I particularly like the selection of tunes that Ratliff includes on this disk; they demonstrate the wide spectrum of music indigenous to his native hills. There are solo banjo and vocal numbers ("Darling Don't You Know That's Wrong," "Last Payday at Coal Creek," "Trouble on my Mind," and Buell Kazee's haunting bit of Victorian melancholy, "The Blind Man"), banjo and fiddle duets ("Nine Miles out of Louisville" with Jesse Wells, and "Bumble Bee in a Jug" with Adrian Powell), and full string-band numbers ("Ain't Gonna Work Tomorrow," "Getting Wild Again," and "Feed My Horse on Corn and Hay") that feature the Clack Mountain String Band, of which Ratliff is a regular member. I'll admit to being a little alarmed upon hearing the unbridled treatment that Clack Mountain gives to "Ain't Gonna Work Tomorrow," and feared that all of the string band tracks would feature that same relentless festival beat, but my fears were quickly allayed. The band plays with real sensitivity and has a good sense of what each tune wants, whether it's the knockdown energy of "Ain't Gonna Work..." or the sweet slow drone of Rufus Crisp's "Blue Goose." Many young bands seem to be afraid to play a tune as slowly as Clack Mountain plays this one, but the listener is rewarded for their confident risk-taking with this beautiful number.
Not only is Ratliff a passionate and thoughtful banjo player, but he is also a gifted singer with a warm, unaffected baritone voice that serves his music very well, whether alone, as on the unaccompanied "Young People Who Delight in Sin," which he presents with the pacing and solemnity that it deserves; or intertwined with Karly Higgins' lovely clear alto on "Blue Goose" and other string band numbers. And he coaxed a wonderfully full and resonant tone from his banjo that complements his voice and the other instruments, whether he is playing clawhammer or finger-style.
While Cold Icy Mountain is a very fine CD, and highly recommended, I must take issue with June Appal recordings over the inside of the packaging. While the exterior of the package is attractive enough, the mixed typefaces and unfortunate color scheme throughout the interior (pale blue and yellow on a red-to-black background) render Mr. Ratliff's succinctly-written liner notes difficult to read. A record this good deserves better presentation that this, especially in an age when the sale of physical CDs are on the decline.

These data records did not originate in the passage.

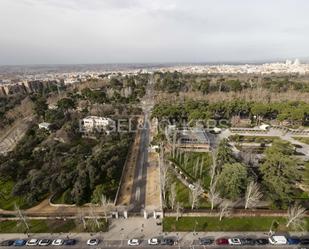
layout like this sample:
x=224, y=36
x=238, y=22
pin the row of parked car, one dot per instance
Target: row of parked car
x=46, y=242
x=273, y=240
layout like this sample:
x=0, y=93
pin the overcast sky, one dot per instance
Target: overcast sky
x=124, y=31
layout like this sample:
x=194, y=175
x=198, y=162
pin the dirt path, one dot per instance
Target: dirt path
x=124, y=196
x=153, y=183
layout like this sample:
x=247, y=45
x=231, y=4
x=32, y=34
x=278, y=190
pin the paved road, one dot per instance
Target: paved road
x=138, y=195
x=187, y=245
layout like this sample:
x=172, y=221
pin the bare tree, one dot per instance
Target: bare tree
x=179, y=209
x=196, y=167
x=213, y=195
x=295, y=217
x=93, y=216
x=225, y=209
x=253, y=195
x=81, y=217
x=105, y=205
x=21, y=217
x=195, y=194
x=173, y=195
x=174, y=144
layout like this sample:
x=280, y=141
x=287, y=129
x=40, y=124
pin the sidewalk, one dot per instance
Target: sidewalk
x=136, y=227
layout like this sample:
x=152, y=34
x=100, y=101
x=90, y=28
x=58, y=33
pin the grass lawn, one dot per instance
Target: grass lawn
x=60, y=198
x=185, y=224
x=183, y=195
x=305, y=174
x=51, y=226
x=252, y=139
x=191, y=169
x=304, y=140
x=7, y=201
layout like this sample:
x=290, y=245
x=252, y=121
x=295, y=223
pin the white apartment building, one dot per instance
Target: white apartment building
x=92, y=123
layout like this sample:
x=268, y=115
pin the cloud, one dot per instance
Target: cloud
x=99, y=31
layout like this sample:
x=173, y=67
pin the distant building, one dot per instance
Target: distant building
x=193, y=139
x=95, y=123
x=45, y=126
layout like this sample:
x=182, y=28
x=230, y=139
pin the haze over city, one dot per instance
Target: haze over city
x=80, y=31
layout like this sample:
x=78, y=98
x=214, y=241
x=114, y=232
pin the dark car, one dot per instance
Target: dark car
x=222, y=241
x=167, y=242
x=206, y=241
x=247, y=241
x=7, y=243
x=293, y=241
x=20, y=242
x=304, y=241
x=262, y=241
x=69, y=242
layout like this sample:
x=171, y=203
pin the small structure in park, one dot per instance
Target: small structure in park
x=95, y=123
x=45, y=126
x=192, y=139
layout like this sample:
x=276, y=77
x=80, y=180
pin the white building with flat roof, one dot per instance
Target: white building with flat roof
x=92, y=123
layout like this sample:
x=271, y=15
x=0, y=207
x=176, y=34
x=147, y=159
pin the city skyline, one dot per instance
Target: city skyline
x=83, y=32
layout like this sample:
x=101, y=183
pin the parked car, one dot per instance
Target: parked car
x=304, y=241
x=32, y=242
x=92, y=242
x=222, y=241
x=153, y=241
x=234, y=241
x=57, y=242
x=7, y=243
x=167, y=242
x=69, y=242
x=206, y=241
x=293, y=241
x=278, y=240
x=192, y=187
x=262, y=241
x=133, y=242
x=44, y=242
x=248, y=241
x=20, y=242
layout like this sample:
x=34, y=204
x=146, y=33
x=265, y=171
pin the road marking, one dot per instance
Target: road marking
x=137, y=193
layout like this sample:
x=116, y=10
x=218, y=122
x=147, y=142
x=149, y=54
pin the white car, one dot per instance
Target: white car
x=92, y=242
x=133, y=242
x=153, y=241
x=32, y=242
x=44, y=242
x=234, y=241
x=278, y=240
x=57, y=242
x=192, y=187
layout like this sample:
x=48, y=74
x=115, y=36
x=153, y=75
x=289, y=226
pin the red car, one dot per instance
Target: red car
x=222, y=241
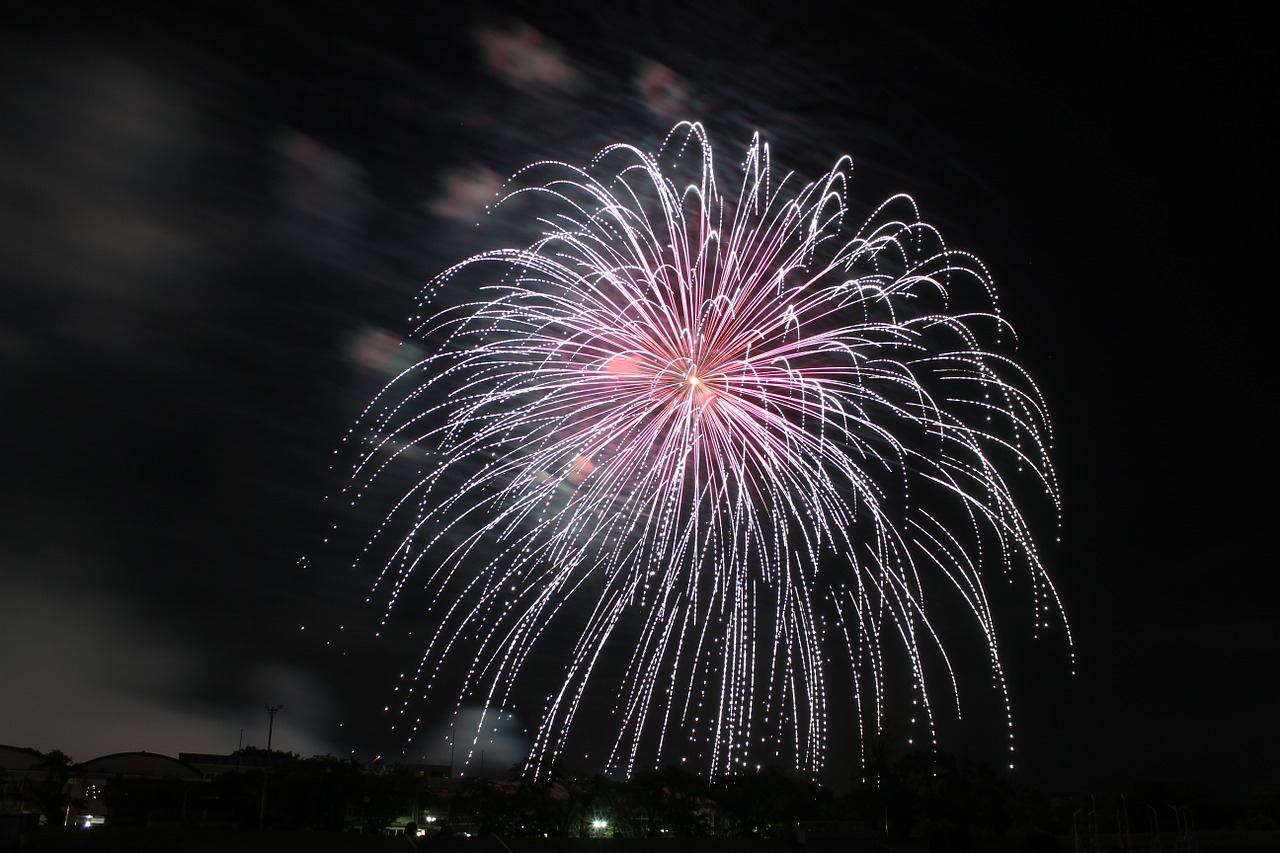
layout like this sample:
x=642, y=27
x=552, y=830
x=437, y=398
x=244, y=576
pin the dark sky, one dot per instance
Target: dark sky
x=209, y=223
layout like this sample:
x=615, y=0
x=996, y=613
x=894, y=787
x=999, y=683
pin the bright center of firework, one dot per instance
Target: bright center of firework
x=731, y=443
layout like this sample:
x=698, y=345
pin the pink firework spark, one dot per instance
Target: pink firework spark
x=722, y=438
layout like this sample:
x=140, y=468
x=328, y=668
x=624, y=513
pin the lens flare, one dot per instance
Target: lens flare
x=690, y=463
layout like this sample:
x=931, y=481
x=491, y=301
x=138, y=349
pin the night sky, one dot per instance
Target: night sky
x=213, y=224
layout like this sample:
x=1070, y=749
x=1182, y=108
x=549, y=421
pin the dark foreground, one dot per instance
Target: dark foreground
x=109, y=839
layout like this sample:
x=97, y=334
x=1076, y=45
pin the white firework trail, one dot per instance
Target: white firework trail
x=723, y=438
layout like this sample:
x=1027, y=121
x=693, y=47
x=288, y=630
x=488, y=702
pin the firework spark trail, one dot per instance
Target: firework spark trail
x=711, y=433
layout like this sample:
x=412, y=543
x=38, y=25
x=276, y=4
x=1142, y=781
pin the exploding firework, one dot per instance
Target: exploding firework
x=707, y=448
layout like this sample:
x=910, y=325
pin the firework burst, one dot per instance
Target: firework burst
x=721, y=439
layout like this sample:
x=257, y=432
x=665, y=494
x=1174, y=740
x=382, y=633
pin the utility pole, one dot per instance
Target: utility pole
x=270, y=728
x=270, y=711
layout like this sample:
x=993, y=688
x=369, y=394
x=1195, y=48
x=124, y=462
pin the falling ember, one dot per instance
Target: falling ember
x=722, y=439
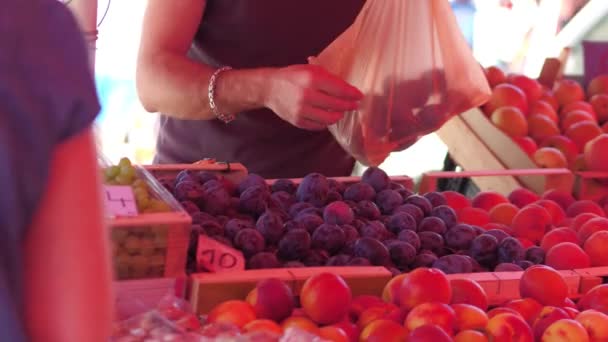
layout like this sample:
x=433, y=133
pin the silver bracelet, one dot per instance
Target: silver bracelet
x=226, y=118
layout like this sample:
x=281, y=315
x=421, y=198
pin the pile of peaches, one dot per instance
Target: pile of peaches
x=554, y=229
x=562, y=127
x=422, y=305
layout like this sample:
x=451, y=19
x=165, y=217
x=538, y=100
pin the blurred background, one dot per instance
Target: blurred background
x=516, y=35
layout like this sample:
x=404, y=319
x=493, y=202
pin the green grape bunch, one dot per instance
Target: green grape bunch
x=124, y=173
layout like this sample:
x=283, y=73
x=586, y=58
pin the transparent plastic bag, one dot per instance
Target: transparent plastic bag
x=415, y=68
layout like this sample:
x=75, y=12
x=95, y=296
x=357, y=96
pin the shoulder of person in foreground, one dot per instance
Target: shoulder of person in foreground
x=66, y=261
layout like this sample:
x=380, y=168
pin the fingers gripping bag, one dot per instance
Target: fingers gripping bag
x=415, y=68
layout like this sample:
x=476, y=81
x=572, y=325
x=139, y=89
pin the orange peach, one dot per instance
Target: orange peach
x=467, y=291
x=596, y=299
x=575, y=117
x=495, y=76
x=584, y=206
x=303, y=323
x=236, y=312
x=271, y=299
x=555, y=210
x=592, y=189
x=533, y=285
x=428, y=333
x=456, y=200
x=596, y=324
x=502, y=310
x=572, y=312
x=333, y=334
x=521, y=197
x=527, y=144
x=503, y=213
x=529, y=86
x=563, y=198
x=544, y=108
x=469, y=317
x=567, y=256
x=595, y=247
x=566, y=91
x=507, y=327
x=595, y=224
x=390, y=293
x=550, y=158
x=528, y=308
x=583, y=132
x=326, y=298
x=351, y=329
x=531, y=222
x=547, y=316
x=432, y=313
x=565, y=330
x=578, y=164
x=558, y=235
x=599, y=103
x=473, y=216
x=581, y=219
x=598, y=85
x=383, y=330
x=596, y=158
x=568, y=303
x=372, y=314
x=470, y=336
x=424, y=285
x=397, y=315
x=578, y=105
x=510, y=120
x=564, y=144
x=549, y=97
x=506, y=95
x=540, y=127
x=487, y=200
x=362, y=303
x=263, y=325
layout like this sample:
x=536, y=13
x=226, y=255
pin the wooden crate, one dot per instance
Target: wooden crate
x=151, y=245
x=210, y=289
x=559, y=178
x=476, y=144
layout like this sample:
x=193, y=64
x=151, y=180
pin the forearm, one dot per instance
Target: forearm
x=178, y=87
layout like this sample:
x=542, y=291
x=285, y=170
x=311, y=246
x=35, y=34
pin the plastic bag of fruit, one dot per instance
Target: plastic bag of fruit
x=415, y=68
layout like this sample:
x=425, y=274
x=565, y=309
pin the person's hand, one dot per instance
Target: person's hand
x=309, y=97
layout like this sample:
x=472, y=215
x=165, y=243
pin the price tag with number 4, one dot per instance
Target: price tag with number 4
x=119, y=200
x=214, y=256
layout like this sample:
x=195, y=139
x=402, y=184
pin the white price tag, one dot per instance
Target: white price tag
x=119, y=200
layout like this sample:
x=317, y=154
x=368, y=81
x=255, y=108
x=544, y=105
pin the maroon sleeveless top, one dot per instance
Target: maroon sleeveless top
x=250, y=34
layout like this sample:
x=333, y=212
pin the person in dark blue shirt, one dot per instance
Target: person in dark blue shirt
x=55, y=277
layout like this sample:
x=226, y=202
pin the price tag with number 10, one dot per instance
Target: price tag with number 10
x=214, y=256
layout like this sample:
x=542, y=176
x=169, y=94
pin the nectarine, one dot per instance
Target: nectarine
x=424, y=285
x=533, y=285
x=567, y=256
x=506, y=95
x=510, y=120
x=326, y=298
x=566, y=91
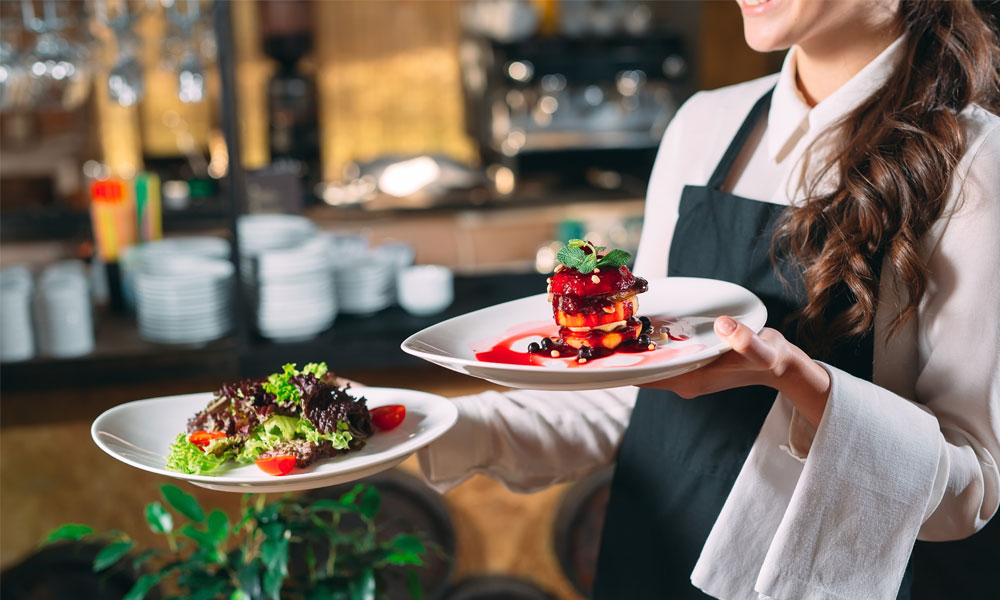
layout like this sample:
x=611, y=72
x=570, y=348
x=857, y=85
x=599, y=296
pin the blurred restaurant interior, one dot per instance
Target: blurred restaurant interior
x=381, y=166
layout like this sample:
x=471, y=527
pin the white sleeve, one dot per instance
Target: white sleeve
x=529, y=440
x=960, y=350
x=957, y=368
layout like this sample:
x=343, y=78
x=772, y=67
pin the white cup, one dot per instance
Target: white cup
x=425, y=289
x=65, y=319
x=16, y=339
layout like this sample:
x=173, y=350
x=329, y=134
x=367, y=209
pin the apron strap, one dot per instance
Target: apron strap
x=722, y=169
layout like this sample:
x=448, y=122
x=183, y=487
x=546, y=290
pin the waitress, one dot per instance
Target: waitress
x=857, y=193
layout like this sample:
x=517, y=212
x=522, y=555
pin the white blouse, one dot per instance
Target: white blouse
x=824, y=513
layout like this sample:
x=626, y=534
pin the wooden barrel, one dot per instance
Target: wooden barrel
x=577, y=529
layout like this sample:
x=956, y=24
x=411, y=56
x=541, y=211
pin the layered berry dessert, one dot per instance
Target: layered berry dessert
x=594, y=300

Cold Icy Mountain honors both the older musicians like George Gibson and Perry Riley who carried this music forward from the past, and the younger musicians like Ratliff and his compatriots, who are carrying it forward into the future as a living tradition. To me, this music is not the sound, as suggested in the album notes, of young possums being led across the road by their "grand old daddy"' this music is the sound of radial tires on a new red pickup truck, singing their way across a rain-damp two-lane road at 2:30 in the morning, bringing the band home from a gig. There is a real power here, and direction. All of you possums best get out of the road.